Wanneer zij dit doorvatten, werpen zij zich uit de innerlijker hemel neer en keren niet eerder tot een kalme en vredige staat terug, dan wanneer zij op hun vorige plaats zijn teruggekeerd.

Dit wordt aangeduid met gij zult niet met trappen opklimmen boven tot Mijn altaar, opdat uw naaktheid daarop niet onthuld zal worden.
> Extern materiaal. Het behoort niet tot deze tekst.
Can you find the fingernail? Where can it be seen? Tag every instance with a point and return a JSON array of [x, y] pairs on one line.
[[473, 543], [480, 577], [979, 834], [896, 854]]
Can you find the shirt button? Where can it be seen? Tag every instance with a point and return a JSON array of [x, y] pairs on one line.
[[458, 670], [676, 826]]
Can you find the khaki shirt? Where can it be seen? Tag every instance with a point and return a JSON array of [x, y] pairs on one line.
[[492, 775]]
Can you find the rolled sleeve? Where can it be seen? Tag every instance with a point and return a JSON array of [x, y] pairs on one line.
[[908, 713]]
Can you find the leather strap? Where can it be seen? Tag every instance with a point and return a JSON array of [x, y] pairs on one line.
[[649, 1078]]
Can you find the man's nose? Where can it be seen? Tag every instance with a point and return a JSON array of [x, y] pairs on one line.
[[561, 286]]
Eender is het gesteld met hen die beneden de hemel zijn; indien dezen alvorens voorbereid zijn naar de hemel begeren op te klimmen, voelen zij, wanneer zij daarheen worden opgeheven, een bijna helse marteling en zij verschijnen aan zichzelf zoals lijken; ook verkeert het leven zelf bij hen in nood, zoals het leven bij hen die in een doodsstrijd zijn; en daarom storten zij zich halsoverkop daaruit neer; en daarna begeren zij niet meer op te klimmen boven de staat van leven waarin zij zijn.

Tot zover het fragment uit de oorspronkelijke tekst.